Presentazione

E' strana, la foto qui sopra. Ma non per il giochino di Photoshop che ci ha permesso di mostrarvi il motore schiarendo il cofano. Perché vi stiamo per parlare di due monovolume, e invece di immortalare la solita famigliola felice che carica bagagli, cani e gabbietta del canarino e se ne va in vacanza, la buttiamo sui motori. Appunto. La notizia di questo test è tutta qua: sono due MPV non più di primo pelo (la Meriva ha quattro anni e un restyling, la Verso cinque e due lifting) che stanno cercando di rifarsi una verginità grazie a nuovi contenuti in sala macchine. E che contenuti.

La Opel inaugura qui sopra progettati a Torino in GM Powertrain con un'eccellente potenza specifica (136 cavalli, su un millesei...) ed emissioni minime (è già Euro6): manda finalmente in soffitta il vetusto 1.7 che ancora risaliva alle Isuzu dei primi anni ‘90 e, nella parte bassa della gamma, farà sparire anche il 1.3 che poi era il Multijet della Fiat.

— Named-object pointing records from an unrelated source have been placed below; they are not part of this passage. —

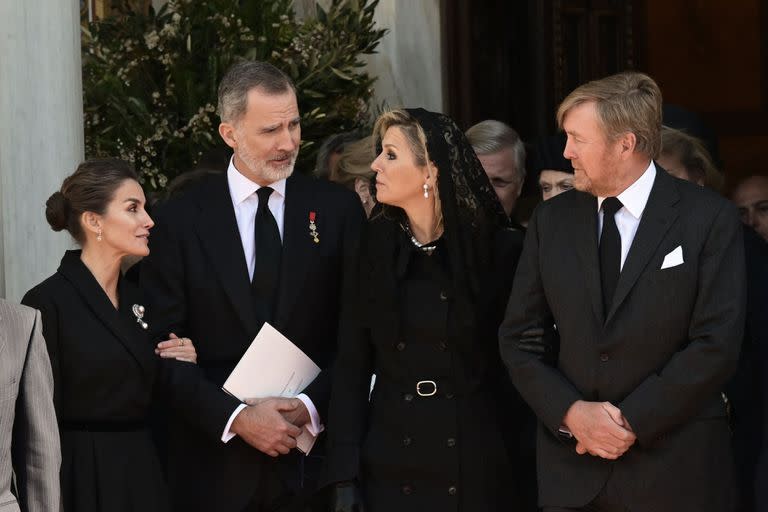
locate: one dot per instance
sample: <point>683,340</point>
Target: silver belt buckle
<point>429,392</point>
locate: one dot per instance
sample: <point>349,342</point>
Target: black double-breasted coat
<point>441,417</point>
<point>104,371</point>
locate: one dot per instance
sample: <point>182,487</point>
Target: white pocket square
<point>674,258</point>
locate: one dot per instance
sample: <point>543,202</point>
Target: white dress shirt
<point>634,198</point>
<point>246,202</point>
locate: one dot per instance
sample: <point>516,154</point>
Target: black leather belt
<point>426,388</point>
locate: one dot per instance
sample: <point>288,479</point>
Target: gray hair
<point>243,76</point>
<point>490,136</point>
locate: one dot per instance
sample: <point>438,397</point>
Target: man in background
<point>502,154</point>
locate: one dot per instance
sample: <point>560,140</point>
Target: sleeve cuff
<point>315,426</point>
<point>227,435</point>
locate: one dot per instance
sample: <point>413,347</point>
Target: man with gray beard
<point>256,244</point>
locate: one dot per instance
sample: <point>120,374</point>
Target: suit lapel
<point>220,237</point>
<point>585,240</point>
<point>130,335</point>
<point>658,216</point>
<point>299,249</point>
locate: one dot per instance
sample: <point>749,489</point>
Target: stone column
<point>41,132</point>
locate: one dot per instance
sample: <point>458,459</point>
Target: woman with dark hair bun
<point>94,323</point>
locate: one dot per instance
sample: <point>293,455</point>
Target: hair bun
<point>57,211</point>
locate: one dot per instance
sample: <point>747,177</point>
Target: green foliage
<point>150,80</point>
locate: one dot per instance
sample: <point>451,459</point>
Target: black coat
<point>662,353</point>
<point>104,371</point>
<point>406,323</point>
<point>197,282</point>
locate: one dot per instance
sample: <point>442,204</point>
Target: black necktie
<point>268,251</point>
<point>610,251</point>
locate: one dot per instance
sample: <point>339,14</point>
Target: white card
<point>674,258</point>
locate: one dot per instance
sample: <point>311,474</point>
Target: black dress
<point>440,425</point>
<point>104,370</point>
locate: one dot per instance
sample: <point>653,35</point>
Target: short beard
<point>262,170</point>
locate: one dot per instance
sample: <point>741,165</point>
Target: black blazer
<point>197,282</point>
<point>668,344</point>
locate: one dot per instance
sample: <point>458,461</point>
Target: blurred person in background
<point>502,154</point>
<point>353,170</point>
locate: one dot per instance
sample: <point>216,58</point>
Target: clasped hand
<point>271,425</point>
<point>600,429</point>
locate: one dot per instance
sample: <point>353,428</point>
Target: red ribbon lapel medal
<point>313,228</point>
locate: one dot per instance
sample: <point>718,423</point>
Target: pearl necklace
<point>428,248</point>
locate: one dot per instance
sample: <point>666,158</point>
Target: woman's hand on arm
<point>177,348</point>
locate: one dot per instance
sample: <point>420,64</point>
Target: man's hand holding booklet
<point>273,367</point>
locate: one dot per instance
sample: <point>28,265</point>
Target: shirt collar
<point>635,197</point>
<point>241,188</point>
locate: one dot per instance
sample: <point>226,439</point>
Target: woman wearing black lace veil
<point>439,431</point>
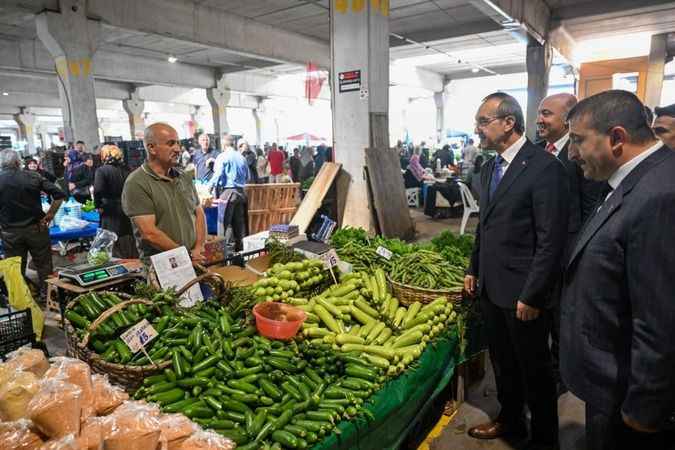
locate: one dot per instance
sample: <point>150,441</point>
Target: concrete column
<point>538,67</point>
<point>360,97</point>
<point>26,121</point>
<point>219,97</point>
<point>439,99</point>
<point>71,39</point>
<point>658,57</point>
<point>257,112</point>
<point>134,107</point>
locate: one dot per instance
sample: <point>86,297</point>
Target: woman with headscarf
<point>108,185</point>
<point>77,176</point>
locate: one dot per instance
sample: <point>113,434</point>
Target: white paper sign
<point>330,259</point>
<point>384,252</point>
<point>139,335</point>
<point>174,269</point>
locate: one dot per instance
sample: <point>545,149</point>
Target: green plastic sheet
<point>397,405</point>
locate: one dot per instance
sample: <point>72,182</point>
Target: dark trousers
<point>235,216</point>
<point>521,360</point>
<point>608,432</point>
<point>32,239</point>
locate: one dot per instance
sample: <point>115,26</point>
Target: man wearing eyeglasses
<point>515,265</point>
<point>162,201</point>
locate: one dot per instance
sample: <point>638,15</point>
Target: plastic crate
<point>16,330</point>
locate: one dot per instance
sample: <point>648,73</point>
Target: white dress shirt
<point>560,143</point>
<point>510,153</point>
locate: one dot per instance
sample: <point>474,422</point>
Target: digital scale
<point>88,274</point>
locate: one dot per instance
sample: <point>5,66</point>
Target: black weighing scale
<point>88,274</point>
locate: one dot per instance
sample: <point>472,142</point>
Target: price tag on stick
<point>384,252</point>
<point>138,336</point>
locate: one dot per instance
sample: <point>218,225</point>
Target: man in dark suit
<point>618,312</point>
<point>519,244</point>
<point>584,193</point>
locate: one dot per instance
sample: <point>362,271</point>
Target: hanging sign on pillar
<point>349,81</point>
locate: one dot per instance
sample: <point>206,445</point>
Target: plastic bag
<point>175,428</point>
<point>28,359</point>
<point>101,248</point>
<point>16,394</point>
<point>64,443</point>
<point>133,426</point>
<point>19,295</point>
<point>55,409</point>
<point>76,372</point>
<point>106,396</point>
<point>207,440</point>
<point>18,436</point>
<point>71,223</point>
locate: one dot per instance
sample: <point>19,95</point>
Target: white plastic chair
<point>470,205</point>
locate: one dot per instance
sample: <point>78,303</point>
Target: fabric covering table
<point>399,405</point>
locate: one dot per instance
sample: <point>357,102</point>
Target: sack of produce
<point>16,393</point>
<point>207,440</point>
<point>133,426</point>
<point>55,409</point>
<point>101,248</point>
<point>18,436</point>
<point>175,428</point>
<point>76,372</point>
<point>91,435</point>
<point>29,359</point>
<point>65,443</point>
<point>106,396</point>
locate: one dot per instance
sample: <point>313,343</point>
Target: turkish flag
<point>313,82</point>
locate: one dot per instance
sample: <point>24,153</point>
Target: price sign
<point>384,252</point>
<point>330,259</point>
<point>139,335</point>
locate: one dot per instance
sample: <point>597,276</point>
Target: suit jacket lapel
<point>614,202</point>
<point>517,166</point>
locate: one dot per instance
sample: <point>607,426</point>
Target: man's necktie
<point>497,173</point>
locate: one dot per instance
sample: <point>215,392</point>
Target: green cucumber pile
<point>359,317</point>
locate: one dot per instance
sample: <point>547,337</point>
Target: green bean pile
<point>429,270</point>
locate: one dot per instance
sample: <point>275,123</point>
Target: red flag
<point>313,82</point>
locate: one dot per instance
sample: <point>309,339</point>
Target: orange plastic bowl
<point>276,320</point>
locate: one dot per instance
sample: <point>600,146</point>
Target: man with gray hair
<point>161,200</point>
<point>515,265</point>
<point>24,226</point>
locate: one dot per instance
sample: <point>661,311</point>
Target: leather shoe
<point>494,430</point>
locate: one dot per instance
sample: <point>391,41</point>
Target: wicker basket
<point>408,295</point>
<point>129,377</point>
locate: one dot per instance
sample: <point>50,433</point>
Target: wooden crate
<point>270,204</point>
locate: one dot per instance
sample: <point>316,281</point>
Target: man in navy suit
<point>514,267</point>
<point>617,337</point>
<point>553,128</point>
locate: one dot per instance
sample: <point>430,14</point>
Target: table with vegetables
<point>357,370</point>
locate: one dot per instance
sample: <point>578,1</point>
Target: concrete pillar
<point>658,57</point>
<point>257,112</point>
<point>134,107</point>
<point>439,99</point>
<point>219,97</point>
<point>71,39</point>
<point>360,97</point>
<point>26,121</point>
<point>538,68</point>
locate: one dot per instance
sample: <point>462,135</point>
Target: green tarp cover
<point>396,406</point>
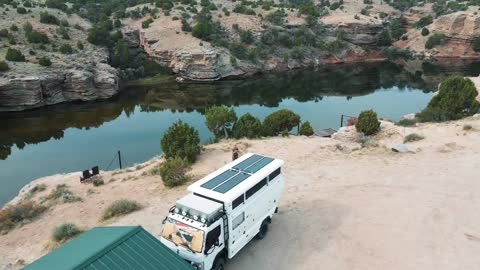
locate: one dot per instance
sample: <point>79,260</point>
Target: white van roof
<point>235,178</point>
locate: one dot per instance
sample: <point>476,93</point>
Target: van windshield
<point>183,235</point>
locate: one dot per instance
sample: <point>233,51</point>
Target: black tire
<point>219,264</point>
<point>263,230</point>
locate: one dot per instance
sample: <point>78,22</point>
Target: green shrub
<point>427,20</point>
<point>220,120</point>
<point>467,127</point>
<point>174,171</point>
<point>435,40</point>
<point>47,18</point>
<point>181,140</point>
<point>4,66</point>
<point>65,232</point>
<point>186,27</point>
<point>3,33</point>
<point>21,10</point>
<point>37,37</point>
<point>425,32</point>
<point>306,129</point>
<point>16,215</point>
<point>455,100</point>
<point>80,45</point>
<point>14,55</point>
<point>66,49</point>
<point>61,193</point>
<point>384,39</point>
<point>247,126</point>
<point>98,182</point>
<point>280,121</point>
<point>45,61</point>
<point>413,138</point>
<point>120,208</point>
<point>476,44</point>
<point>407,122</point>
<point>368,123</point>
<point>146,23</point>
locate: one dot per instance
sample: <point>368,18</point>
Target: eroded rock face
<point>94,82</point>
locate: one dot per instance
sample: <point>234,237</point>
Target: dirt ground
<point>344,207</point>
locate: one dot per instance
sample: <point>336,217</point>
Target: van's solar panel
<point>230,178</point>
<point>231,183</point>
<point>247,162</point>
<point>217,180</point>
<point>259,165</point>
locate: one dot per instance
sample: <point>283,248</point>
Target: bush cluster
<point>435,40</point>
<point>65,232</point>
<point>247,126</point>
<point>14,55</point>
<point>121,208</point>
<point>279,121</point>
<point>4,66</point>
<point>368,123</point>
<point>181,140</point>
<point>174,171</point>
<point>306,129</point>
<point>456,99</point>
<point>18,214</point>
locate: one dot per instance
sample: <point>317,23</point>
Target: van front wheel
<point>263,230</point>
<point>219,264</point>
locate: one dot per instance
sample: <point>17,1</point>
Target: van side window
<point>238,220</point>
<point>274,174</point>
<point>256,188</point>
<point>212,238</point>
<point>238,201</point>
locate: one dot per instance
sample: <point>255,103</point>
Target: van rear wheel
<point>263,230</point>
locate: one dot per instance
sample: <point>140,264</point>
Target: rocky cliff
<point>88,79</point>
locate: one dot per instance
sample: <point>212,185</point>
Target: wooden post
<point>120,159</point>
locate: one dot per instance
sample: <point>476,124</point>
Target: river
<point>76,136</point>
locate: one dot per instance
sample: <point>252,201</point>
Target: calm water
<point>73,137</point>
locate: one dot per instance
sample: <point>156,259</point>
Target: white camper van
<point>224,211</point>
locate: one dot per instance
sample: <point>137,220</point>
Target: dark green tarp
<point>106,248</point>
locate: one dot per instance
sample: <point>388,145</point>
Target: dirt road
<point>344,207</point>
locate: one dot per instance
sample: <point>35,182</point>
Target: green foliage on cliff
<point>4,66</point>
<point>435,40</point>
<point>455,100</point>
<point>14,55</point>
<point>247,126</point>
<point>220,120</point>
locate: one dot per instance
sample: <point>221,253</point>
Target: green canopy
<point>112,248</point>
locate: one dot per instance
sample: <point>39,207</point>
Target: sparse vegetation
<point>65,232</point>
<point>181,140</point>
<point>174,171</point>
<point>413,137</point>
<point>280,121</point>
<point>45,61</point>
<point>4,66</point>
<point>368,123</point>
<point>435,40</point>
<point>455,100</point>
<point>247,126</point>
<point>121,208</point>
<point>406,122</point>
<point>306,129</point>
<point>14,55</point>
<point>16,215</point>
<point>220,120</point>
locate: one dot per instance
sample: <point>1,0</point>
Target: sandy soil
<point>345,206</point>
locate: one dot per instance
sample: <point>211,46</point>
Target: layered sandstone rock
<point>94,81</point>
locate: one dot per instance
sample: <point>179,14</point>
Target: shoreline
<point>331,173</point>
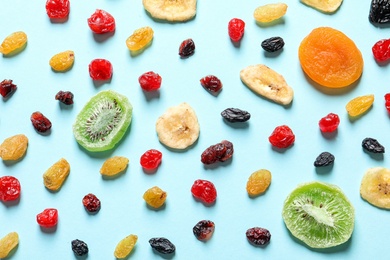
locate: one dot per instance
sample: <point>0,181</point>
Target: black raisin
<point>324,159</point>
<point>372,145</point>
<point>162,245</point>
<point>272,44</point>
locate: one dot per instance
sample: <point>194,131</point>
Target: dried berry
<point>324,159</point>
<point>162,245</point>
<point>372,145</point>
<point>234,115</point>
<point>272,44</point>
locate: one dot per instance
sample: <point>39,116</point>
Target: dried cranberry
<point>9,188</point>
<point>48,218</point>
<point>101,22</point>
<point>150,81</point>
<point>204,190</point>
<point>282,137</point>
<point>41,123</point>
<point>100,69</point>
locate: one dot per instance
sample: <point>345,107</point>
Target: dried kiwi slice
<point>319,214</point>
<point>103,121</point>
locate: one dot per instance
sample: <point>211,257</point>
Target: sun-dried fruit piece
<point>267,83</point>
<point>155,197</point>
<point>13,43</point>
<point>270,12</point>
<point>114,165</point>
<point>8,243</point>
<point>330,58</point>
<point>56,175</point>
<point>359,105</point>
<point>125,246</point>
<point>62,61</point>
<point>258,182</point>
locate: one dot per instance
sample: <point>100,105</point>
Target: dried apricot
<point>330,58</point>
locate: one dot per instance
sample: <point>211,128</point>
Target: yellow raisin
<point>258,182</point>
<point>114,165</point>
<point>8,243</point>
<point>270,12</point>
<point>55,176</point>
<point>14,147</point>
<point>155,197</point>
<point>62,61</point>
<point>359,105</point>
<point>13,43</point>
<point>125,246</point>
<point>140,39</point>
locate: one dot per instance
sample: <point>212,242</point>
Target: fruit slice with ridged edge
<point>319,214</point>
<point>103,121</point>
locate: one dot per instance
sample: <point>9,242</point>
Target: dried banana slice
<point>267,83</point>
<point>171,10</point>
<point>178,127</point>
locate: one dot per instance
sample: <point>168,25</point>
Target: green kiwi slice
<point>103,121</point>
<point>319,214</point>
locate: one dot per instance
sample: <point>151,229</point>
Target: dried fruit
<point>62,61</point>
<point>103,121</point>
<point>48,218</point>
<point>125,246</point>
<point>330,58</point>
<point>155,197</point>
<point>101,22</point>
<point>162,245</point>
<point>282,137</point>
<point>9,188</point>
<point>267,83</point>
<point>258,236</point>
<point>204,191</point>
<point>40,122</point>
<point>14,147</point>
<point>258,182</point>
<point>203,230</point>
<point>270,12</point>
<point>359,105</point>
<point>56,175</point>
<point>114,165</point>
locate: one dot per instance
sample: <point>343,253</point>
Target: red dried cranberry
<point>100,69</point>
<point>101,22</point>
<point>150,81</point>
<point>9,188</point>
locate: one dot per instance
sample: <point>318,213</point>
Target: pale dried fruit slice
<point>267,83</point>
<point>375,187</point>
<point>178,127</point>
<point>171,10</point>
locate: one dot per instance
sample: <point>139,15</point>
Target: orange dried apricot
<point>330,58</point>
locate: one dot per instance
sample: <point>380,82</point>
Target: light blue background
<point>123,210</point>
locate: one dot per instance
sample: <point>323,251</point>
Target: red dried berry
<point>57,9</point>
<point>100,69</point>
<point>41,123</point>
<point>236,29</point>
<point>101,22</point>
<point>9,188</point>
<point>48,218</point>
<point>282,137</point>
<point>329,123</point>
<point>150,81</point>
<point>204,191</point>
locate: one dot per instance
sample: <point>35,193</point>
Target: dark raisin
<point>324,159</point>
<point>272,44</point>
<point>258,236</point>
<point>79,247</point>
<point>372,145</point>
<point>234,115</point>
<point>162,245</point>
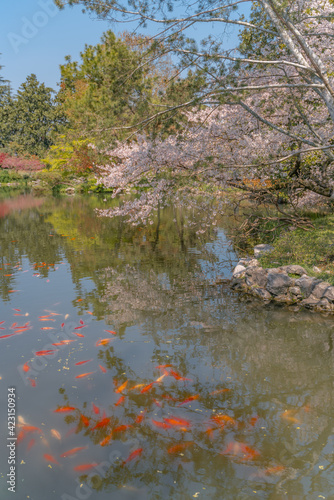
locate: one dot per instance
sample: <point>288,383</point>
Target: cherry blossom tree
<point>266,111</point>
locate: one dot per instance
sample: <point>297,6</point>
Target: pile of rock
<point>286,284</point>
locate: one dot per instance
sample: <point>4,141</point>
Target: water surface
<point>190,392</point>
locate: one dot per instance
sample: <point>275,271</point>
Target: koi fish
<point>177,376</point>
<point>102,342</point>
<point>55,434</point>
<point>134,454</point>
<point>219,391</point>
<point>50,458</point>
<point>63,342</point>
<point>103,423</point>
<point>96,409</point>
<point>84,467</point>
<point>64,409</point>
<point>179,447</point>
<point>176,421</point>
<point>85,420</point>
<point>120,401</point>
<point>84,374</point>
<point>48,352</point>
<point>162,425</point>
<point>147,388</point>
<point>191,398</point>
<point>73,451</point>
<point>122,387</point>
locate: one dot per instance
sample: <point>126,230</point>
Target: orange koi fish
<point>219,391</point>
<point>85,420</point>
<point>102,342</point>
<point>48,352</point>
<point>162,425</point>
<point>191,398</point>
<point>147,388</point>
<point>106,440</point>
<point>64,409</point>
<point>176,448</point>
<point>55,434</point>
<point>73,451</point>
<point>63,342</point>
<point>177,421</point>
<point>84,467</point>
<point>103,423</point>
<point>122,387</point>
<point>84,374</point>
<point>120,401</point>
<point>96,409</point>
<point>177,376</point>
<point>82,362</point>
<point>50,458</point>
<point>134,454</point>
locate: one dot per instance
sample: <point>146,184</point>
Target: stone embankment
<point>284,285</point>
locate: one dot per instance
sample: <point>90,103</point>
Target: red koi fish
<point>50,458</point>
<point>176,448</point>
<point>85,420</point>
<point>64,409</point>
<point>147,388</point>
<point>177,376</point>
<point>102,342</point>
<point>176,421</point>
<point>188,400</point>
<point>73,451</point>
<point>84,467</point>
<point>82,375</point>
<point>134,454</point>
<point>120,401</point>
<point>121,387</point>
<point>96,409</point>
<point>162,425</point>
<point>48,352</point>
<point>103,423</point>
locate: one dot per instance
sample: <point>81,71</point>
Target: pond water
<point>138,374</point>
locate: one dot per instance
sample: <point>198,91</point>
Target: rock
<point>261,249</point>
<point>319,289</point>
<point>294,269</point>
<point>256,276</point>
<point>238,269</point>
<point>262,293</point>
<point>295,291</point>
<point>306,285</point>
<point>329,294</point>
<point>278,282</point>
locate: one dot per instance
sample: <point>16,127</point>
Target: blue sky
<point>35,37</point>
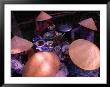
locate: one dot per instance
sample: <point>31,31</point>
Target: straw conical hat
<point>84,54</point>
<point>42,64</point>
<point>43,16</point>
<point>88,23</point>
<point>19,45</point>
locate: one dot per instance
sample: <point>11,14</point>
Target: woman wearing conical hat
<point>18,57</point>
<point>85,58</point>
<point>85,30</point>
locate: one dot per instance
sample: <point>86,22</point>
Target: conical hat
<point>84,54</point>
<point>19,45</point>
<point>43,16</point>
<point>88,23</point>
<point>42,64</point>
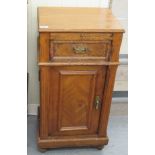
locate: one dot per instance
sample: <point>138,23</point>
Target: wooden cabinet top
<point>70,19</point>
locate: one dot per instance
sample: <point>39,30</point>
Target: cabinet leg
<point>100,147</point>
<point>42,150</point>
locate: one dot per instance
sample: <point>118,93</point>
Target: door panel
<point>72,92</point>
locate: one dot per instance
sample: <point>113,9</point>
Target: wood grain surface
<point>70,19</point>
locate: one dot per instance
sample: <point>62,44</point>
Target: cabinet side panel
<point>43,47</point>
<point>107,97</point>
<point>44,101</point>
<point>116,44</point>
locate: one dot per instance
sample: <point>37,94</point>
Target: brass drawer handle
<point>97,102</point>
<point>79,50</point>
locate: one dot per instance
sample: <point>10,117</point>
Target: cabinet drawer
<point>80,36</point>
<point>82,49</point>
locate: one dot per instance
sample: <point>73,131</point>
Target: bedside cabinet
<point>78,58</point>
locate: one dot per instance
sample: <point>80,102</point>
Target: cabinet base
<point>95,142</point>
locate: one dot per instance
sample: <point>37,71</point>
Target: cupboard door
<point>75,99</point>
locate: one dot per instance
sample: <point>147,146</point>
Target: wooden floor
<point>117,132</point>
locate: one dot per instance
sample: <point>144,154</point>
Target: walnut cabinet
<point>78,55</point>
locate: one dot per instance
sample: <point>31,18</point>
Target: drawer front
<point>75,45</point>
<point>80,49</point>
<point>80,36</point>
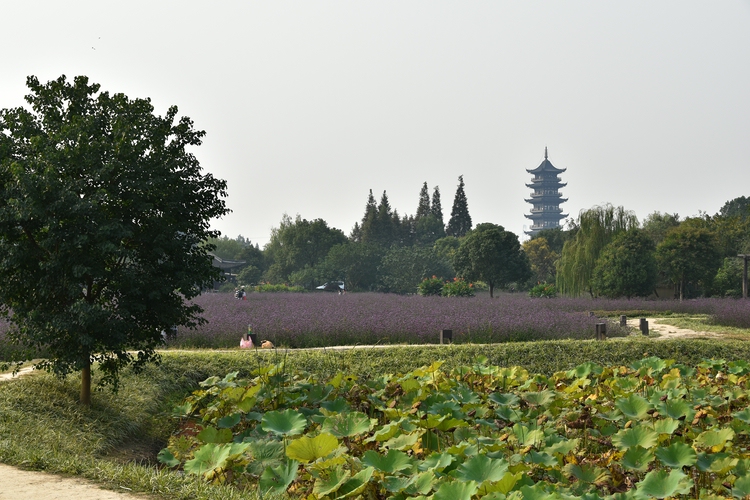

A parità di cilindrata, la Toyota apparentemente ha numeri meno vistosi: solo 112 cavalli (il 18% in meno), solo Euro5. Se però vi diciamo che il suo quattro cilindri — a seguito di un accordo industriale tra i due Gruppi — lo produce una certa BMW e che, alla prova degli strumenti, va (un bel po') di meno ma si accontenta anche di meno carburante, la faccenda inizia a farsi interessante. E la partita bella tirata fino all'ultimo. A voler essere proprio pignoli, queste due macchine non sono proprio sovrapponibili.

La Meriva è una B-MPV, in teoria una monovolume piccola, della categoria della C3 Picasso o se preferite della B-Max; la Verso sta invece un gradino più su, più in zona Zafira (tanto per citare un'altra Opel) che Meriva, che comunque nascono sullo stesso pianale: non a caso, la giapponese ha un passo molto più disteso (14 cm di differenza), è più lunga di 16 cm, ha sette posti — di serie — invece di cinque. E sportelli normalissimi, quando invece la tedesca ha quella trovata, originale, divertente ma all'atto pratico non poi così utile, delle porte posteriori Flexdoors che si aprono controvento.

Tutto peraltro si chiama con qualcosa che incomincia per “Flex”, sulla Meriva: il divano FlexSpace (ripreso addiritura dalla prima generazione del 2003) si allarga o si restringe come l'A14 all'altezza di Bologna, altro giochino tanto coreografico che però, nella vita di tutti i giorni, si sfrutta francamente poco. E più o meno lo stesso ci sentiamo di concludere del FlexTrail, il portaoggetti scorrevole su binari nella zona centrale tra i sedili. Tuttavia queste sottigliezze, al di là del fatto che non sono svarioni clamorosi, avrebbe avuto senso “pesarle” dieci anni fa.

Oggi, in un mercato trasversale che rimesta carte e certezze, mettere uno contro l'altro questi due modelli è perfettamente legittimo. Anche perché poi, nonostante il successo dei crossover le abbiano messe apparentemente in ombra, a noi italiani le monovolume piacciono ancora: nel 2011 rappresentavano (piccole, medie e grandi assieme) l'11,1% del totale consegne, nel 2012 l'11,4%, l'anno scorso il 12,2% e nel primo trimestre di quest'anno il 12,1%. Ok che in tutto questo fervore c'è lo zampino della 500L pigliatutto, ma l'interesse, per esserci c'è. Bene hanno fatto, dunque, Opel e Toyota, a darsi una spruzzata di freschezza. La Meriva, al suo primo ritocchino, è quasi indistinguibile da prima: listelli della calandra, cornici dei fendinebbia, ottiche dei fanali, cerchi in lega. I cambiamenti “grossi” (tutto è relativo) la Verso li aveva già avuti l'anno scorso, con il restyling che ne aveva adeguato il frontale a quelli di Yaris e Auris.